Big Empty Glass Buildings

May 4, 2008

Commercial real estate owners, pay attention to this telecommuting/coworking trend.
A building is not a very liquid asset. There it is; it isn’t going anywhere. It’s only valuable if someone wants it.
Right now, most Americans have two spaces to spend their time in: their home and their office. When they’re in one place, the other place [...]

Commercial real estate owners, pay attention to this telecommuting/coworking trend.

A building is not a very liquid asset. There it is; it isn’t going anywhere. It’s only valuable if someone wants it.

Right now, most Americans have two spaces to spend their time in: their home and their office. When they’re in one place, the other place sits empty.

So, at any given time, roughly speaking, half of the space out there is unoccupied. People are either at work, or at home.

Billions of square feet of office space have been built on this balance. Countless dollars and resources invested in erecting spaces for people to commute to and work inside of.

But what if something changes that balance? What if having a separate place to spend half your day is no longer necessary? There are advantages, of course, to keeping your work and your home lives physically separate. But what if you were in a position to choose where you worked, instead of working in a predetermined spot?
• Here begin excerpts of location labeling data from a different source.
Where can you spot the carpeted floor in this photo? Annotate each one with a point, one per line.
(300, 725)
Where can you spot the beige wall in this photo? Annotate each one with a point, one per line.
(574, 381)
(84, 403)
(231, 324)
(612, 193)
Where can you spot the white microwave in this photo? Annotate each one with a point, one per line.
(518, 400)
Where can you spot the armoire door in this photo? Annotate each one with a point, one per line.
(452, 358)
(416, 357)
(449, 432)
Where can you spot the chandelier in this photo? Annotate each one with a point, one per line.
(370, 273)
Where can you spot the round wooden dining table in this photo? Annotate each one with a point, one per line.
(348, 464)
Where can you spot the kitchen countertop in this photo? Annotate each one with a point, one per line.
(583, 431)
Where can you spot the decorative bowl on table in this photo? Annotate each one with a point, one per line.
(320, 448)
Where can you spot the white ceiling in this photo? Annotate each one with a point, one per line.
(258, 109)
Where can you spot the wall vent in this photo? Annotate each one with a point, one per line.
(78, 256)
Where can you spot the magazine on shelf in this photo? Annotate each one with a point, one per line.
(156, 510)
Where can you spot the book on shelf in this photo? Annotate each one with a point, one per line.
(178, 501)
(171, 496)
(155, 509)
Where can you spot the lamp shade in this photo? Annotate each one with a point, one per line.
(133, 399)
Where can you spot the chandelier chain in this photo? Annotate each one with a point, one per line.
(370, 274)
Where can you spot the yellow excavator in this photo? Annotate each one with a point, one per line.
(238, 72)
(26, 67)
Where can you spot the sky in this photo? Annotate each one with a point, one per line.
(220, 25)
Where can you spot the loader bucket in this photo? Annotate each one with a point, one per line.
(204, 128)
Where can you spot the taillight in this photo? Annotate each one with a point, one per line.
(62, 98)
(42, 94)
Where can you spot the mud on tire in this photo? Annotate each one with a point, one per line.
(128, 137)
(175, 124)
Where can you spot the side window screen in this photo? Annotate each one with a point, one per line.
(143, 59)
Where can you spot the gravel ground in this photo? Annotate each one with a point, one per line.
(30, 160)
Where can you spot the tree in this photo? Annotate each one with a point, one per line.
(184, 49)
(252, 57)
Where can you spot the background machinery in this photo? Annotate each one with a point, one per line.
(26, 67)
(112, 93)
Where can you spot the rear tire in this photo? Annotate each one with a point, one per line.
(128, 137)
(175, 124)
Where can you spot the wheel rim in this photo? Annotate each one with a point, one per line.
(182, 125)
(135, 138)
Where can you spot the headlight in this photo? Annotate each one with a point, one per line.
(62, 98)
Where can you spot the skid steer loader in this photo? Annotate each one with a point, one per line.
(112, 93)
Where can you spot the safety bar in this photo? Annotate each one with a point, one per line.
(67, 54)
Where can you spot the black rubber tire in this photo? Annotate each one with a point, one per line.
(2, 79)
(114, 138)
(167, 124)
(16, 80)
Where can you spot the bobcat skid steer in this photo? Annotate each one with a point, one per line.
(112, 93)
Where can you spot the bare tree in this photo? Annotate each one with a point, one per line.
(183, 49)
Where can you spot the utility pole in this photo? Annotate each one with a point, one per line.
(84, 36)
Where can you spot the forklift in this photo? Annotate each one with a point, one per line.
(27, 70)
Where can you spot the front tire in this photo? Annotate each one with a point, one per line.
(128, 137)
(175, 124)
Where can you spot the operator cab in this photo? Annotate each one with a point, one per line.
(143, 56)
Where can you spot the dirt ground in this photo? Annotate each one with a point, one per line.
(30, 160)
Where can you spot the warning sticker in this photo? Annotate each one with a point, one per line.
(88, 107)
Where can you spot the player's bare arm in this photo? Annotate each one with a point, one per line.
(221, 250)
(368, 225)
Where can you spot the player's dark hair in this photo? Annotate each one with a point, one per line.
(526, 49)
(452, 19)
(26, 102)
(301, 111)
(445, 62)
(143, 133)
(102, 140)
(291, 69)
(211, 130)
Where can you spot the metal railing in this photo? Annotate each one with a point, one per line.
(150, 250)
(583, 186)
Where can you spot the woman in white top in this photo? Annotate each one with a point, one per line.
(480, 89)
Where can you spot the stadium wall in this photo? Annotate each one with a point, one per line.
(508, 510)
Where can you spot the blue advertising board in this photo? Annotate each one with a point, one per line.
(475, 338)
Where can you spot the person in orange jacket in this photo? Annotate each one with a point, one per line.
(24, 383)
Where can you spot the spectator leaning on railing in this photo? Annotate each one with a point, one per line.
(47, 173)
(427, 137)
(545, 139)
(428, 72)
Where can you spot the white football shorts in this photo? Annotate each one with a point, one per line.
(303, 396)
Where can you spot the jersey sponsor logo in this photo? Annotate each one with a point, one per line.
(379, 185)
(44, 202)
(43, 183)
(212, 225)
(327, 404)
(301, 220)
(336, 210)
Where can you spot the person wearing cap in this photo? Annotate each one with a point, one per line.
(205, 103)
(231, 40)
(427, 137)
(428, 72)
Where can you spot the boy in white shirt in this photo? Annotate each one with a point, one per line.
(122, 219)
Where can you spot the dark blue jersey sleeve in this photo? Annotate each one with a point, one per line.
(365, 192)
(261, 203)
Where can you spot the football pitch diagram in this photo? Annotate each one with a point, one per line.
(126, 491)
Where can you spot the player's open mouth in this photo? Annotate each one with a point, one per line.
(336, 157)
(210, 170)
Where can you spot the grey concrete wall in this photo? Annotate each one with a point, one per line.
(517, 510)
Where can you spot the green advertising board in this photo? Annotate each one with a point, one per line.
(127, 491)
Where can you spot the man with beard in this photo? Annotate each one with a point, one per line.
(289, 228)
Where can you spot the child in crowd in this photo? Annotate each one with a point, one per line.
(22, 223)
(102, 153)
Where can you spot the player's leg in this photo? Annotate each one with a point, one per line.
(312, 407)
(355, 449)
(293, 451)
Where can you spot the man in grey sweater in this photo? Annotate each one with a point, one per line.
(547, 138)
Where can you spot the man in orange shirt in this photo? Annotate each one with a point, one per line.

What if even a small percentage of the hundreds-of-millions of white collar workers in America didn’t need to commute to an office anymore? What if it was twenty percent? Fifty percent? Eighty percent?

If I owned a big shiny billion-dollar glass office building, I’d be awfully afraid of that.

- Tony Bacigalupo

Comments

One Comment on “Big Empty Glass Buildings”

  1. Andrew · on May 4th, 2008 at 9:05 pm · link

    This is a fantastic piece! It is a huge and serious question. I have friends in the commercial real estate business, and they absolutely do not see it! I’ve brought it up before, but their biz assumptions for the next 5-10 years are basically the same they have been working from for the past 5-10 years. For them, Denial IS a river in Egypt.

    It is a Texas-sized elephant standing in the corner…Taking a big shit!